Como en la Argentina, siempre se omite
consignar los nombres de los responsables, es bueno recordar que desde
la dictadura para acá los que autorizaron estas renuncias y prorrogas
fueron Videla, Viola, Galtieri, Martínez de Hoz, Klein, Menem, Cavallo,
Daniel Marx, Roque Fernández, de la Rúa, Kirchner, Lavagna, entre otros
que participaron de esos gobiernos.
Es bien sabido que para la
legislación anglosajona (Ghana es miembro del Commonwealth) los pactos
entre partes, están por encima de la ley y deben cumplirse, de acuerdo
al principio de la autonomía de la voluntad. En el caso de la deuda
externa argentina, hay una continuidad estructural en la renuncia a la
inmunidad, ya que todos los títulos emitidos a partir de 1976 tienen esa
cláusula, que además se repite en toda la instrumentación de las
operaciones y está autorizada por los decretos del Poder Ejecutivo
Nacional.
La renuncia a la soberanía en todas las emisiones de bonos
públicos de la deuda externa, se completó con el sometimiento
sistemático a la prorroga de jurisdicción en favor de los tribunales de
Londres y de Nueva York, desconociendo la tradicional doctrina argentina
de que las controversias debían sustanciarse ante nuestros tribunales.

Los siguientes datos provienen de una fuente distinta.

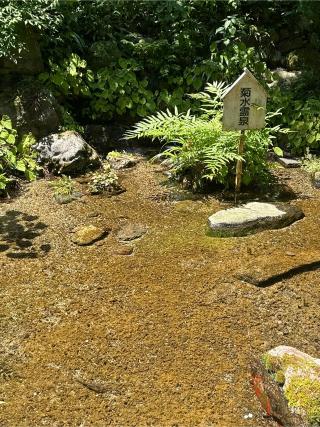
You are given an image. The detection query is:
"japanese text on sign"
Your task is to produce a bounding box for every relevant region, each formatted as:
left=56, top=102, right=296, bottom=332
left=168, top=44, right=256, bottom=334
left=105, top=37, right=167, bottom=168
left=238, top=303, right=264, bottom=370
left=239, top=87, right=251, bottom=126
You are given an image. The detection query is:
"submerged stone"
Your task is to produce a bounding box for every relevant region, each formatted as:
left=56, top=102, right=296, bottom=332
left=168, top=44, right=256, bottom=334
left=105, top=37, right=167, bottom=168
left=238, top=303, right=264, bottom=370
left=208, top=202, right=304, bottom=237
left=117, top=223, right=147, bottom=242
left=251, top=345, right=320, bottom=427
left=72, top=224, right=109, bottom=246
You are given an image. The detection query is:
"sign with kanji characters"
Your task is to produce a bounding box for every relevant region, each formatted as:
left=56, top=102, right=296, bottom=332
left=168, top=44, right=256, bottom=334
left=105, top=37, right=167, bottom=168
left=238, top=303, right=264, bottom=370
left=222, top=68, right=267, bottom=130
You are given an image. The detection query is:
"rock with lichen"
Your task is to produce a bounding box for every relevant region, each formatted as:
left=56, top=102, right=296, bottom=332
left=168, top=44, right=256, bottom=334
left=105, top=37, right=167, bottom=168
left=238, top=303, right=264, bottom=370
left=107, top=151, right=138, bottom=170
left=34, top=131, right=101, bottom=174
left=251, top=346, right=320, bottom=427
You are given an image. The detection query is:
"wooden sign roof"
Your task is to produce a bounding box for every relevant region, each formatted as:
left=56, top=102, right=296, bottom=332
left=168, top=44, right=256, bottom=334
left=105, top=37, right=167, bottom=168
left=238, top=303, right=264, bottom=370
left=222, top=68, right=267, bottom=130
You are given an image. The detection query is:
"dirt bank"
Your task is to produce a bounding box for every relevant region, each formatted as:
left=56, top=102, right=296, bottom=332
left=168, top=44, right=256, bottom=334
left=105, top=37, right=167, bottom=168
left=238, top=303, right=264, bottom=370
left=0, top=163, right=320, bottom=427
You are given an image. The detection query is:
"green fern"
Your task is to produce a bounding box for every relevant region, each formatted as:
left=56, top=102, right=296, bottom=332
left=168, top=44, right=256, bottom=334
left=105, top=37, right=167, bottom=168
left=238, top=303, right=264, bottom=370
left=124, top=82, right=280, bottom=189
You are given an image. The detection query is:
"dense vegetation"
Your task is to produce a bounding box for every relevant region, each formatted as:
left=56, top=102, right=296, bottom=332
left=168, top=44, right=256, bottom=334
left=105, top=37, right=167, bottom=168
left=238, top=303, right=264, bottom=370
left=0, top=0, right=320, bottom=191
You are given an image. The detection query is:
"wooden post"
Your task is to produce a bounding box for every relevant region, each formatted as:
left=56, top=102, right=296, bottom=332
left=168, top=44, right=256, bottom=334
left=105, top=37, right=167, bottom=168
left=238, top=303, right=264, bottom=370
left=235, top=130, right=246, bottom=203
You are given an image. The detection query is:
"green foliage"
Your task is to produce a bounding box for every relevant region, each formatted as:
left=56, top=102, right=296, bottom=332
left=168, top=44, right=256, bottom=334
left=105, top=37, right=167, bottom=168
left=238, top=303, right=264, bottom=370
left=107, top=151, right=134, bottom=160
left=89, top=163, right=120, bottom=194
left=302, top=157, right=320, bottom=174
left=125, top=83, right=279, bottom=189
left=49, top=175, right=74, bottom=196
left=0, top=0, right=62, bottom=61
left=270, top=79, right=320, bottom=155
left=0, top=116, right=40, bottom=191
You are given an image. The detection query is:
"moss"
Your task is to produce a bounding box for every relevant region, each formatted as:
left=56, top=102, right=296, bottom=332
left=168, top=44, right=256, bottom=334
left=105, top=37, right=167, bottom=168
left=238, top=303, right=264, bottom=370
left=274, top=369, right=286, bottom=385
left=261, top=353, right=320, bottom=426
left=284, top=376, right=320, bottom=425
left=261, top=353, right=279, bottom=373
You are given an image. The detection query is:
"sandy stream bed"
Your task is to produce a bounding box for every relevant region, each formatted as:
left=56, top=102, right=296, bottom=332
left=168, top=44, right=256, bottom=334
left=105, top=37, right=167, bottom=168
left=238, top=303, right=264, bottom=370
left=0, top=163, right=320, bottom=427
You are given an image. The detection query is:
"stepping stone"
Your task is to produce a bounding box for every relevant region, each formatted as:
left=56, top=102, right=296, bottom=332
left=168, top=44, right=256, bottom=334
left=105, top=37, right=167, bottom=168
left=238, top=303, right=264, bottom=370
left=208, top=202, right=304, bottom=237
left=277, top=157, right=301, bottom=168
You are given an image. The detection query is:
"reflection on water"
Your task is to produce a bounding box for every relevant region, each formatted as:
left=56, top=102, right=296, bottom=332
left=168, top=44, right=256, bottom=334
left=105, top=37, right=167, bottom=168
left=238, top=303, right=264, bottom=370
left=0, top=210, right=51, bottom=258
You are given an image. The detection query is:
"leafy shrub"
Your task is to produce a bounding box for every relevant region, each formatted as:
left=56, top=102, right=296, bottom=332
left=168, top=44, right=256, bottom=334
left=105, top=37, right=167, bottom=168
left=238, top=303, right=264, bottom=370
left=125, top=83, right=280, bottom=189
left=269, top=73, right=320, bottom=155
left=89, top=163, right=123, bottom=194
left=302, top=157, right=320, bottom=174
left=107, top=150, right=134, bottom=160
left=0, top=116, right=40, bottom=190
left=0, top=0, right=62, bottom=61
left=49, top=175, right=74, bottom=196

Esa lamentable declinación de nuestra potestad jurisdiccional arrancó
con la ley 20548, promulgada por el Presidente Perón en noviembre de
1973, y se explicitó definitivamente cuando la dictadura cívico-militar
modificó el artículo 1° del Código Procesal Civil y Comercial, por la
cual se permitió la prorroga de la jurisdicción a favor de jueces
extranjeros. A partir de allí siempre quedamos a merced de los jueces
extranjeros que invariablemente fallaron contra los derechos del país,
como ocurriera en el conocido caso Weltover en 1992.
Si no se
abandonan estos criterios de sometimiento, los mercados financieros, los
fondos buitres y todos los especuladores de deuda soberana continuarán
haciendo de las suyas. Los amparan títulos de deuda y decretos de
gobiernos, que en esta política de negociar el endeudamiento no
vacilaron en comprometer la soberanía de la República.